Neuroaesthetics and the Neurobiology of Beauty



Neuroaesthetics seeks to understand which brain systems are engaged during the experience of beauty. In approaching the question, neuroaesthetics makes two cardinal assumptions. The first is that beauty can be regarded under two broad headings, biological (as in the beauty of human faces or bodies, landscapes, biological motion or mathematical formulations) and artifactual (as in man-made objects, including cars, planes, boats, and utensils). The experience of biological beauty is broadly similar among all humans and therefore not quite as subjective as is generally assumed, while the experience of artifactual beauty is more variable.

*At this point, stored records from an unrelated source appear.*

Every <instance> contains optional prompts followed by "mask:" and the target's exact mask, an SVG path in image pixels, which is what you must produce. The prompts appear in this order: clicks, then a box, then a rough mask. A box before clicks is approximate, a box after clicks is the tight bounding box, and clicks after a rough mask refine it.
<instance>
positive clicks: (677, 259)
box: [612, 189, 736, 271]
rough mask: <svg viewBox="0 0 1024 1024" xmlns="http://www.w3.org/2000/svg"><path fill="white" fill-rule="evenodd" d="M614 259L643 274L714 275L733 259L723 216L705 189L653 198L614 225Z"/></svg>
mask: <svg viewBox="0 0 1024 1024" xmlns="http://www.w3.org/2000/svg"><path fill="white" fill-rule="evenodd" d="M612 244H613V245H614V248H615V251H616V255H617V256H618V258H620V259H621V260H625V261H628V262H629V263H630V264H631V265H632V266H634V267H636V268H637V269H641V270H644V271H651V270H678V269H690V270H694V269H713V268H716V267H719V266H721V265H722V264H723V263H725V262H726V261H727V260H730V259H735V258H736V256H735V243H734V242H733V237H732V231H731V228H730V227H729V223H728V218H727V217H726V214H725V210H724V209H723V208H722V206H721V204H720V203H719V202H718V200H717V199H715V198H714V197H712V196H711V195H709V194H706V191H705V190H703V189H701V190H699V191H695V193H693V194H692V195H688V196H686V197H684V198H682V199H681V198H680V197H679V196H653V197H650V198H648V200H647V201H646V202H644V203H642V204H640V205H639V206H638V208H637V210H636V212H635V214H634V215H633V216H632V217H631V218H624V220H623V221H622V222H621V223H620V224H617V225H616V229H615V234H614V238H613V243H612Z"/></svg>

The second assumption is that all humans, regardless of race or culture, are capable of experiencing beauty and that identical brain mechanisms are engaged in all when they experience beauty. Experimental evidence shows that regardless of source (i.e. whether it is visual, musical, moral, or mathematical), and regardless also of whether the beauty experienced is joyful or sorrowful, the experience of beauty correlates with quantifiable activity in a specific part of the emotional brain.

Semir Zeki’s lecture explored these assumptions in the context of his research, providing a glimpse of how we comprehend beauty.


About the Neurobiologist

Semir Zeki is Professor of Neuroaesthetics at University College London, having previously served as Professor of Neurobiology there. He has specialised in studying the organisation of the visual brain in primates and, more recently, in a study of the brain mechanisms engaged during aesthetic and allied experiences, including the experience of beauty, desire, and love. He is a Fellow of the Royal Society and a member of the American Philosophical Society, among other learned bodies. He has published several books which, collectively, have been translated into eight languages. These include A Vision of the Brain (1993); Inner Vision: An Exploration of Art and the Brain (1999); Splendors and Miseries of the Brain (2009) and La Qûete de l’essentiel (1995) with the late French painter Balthus.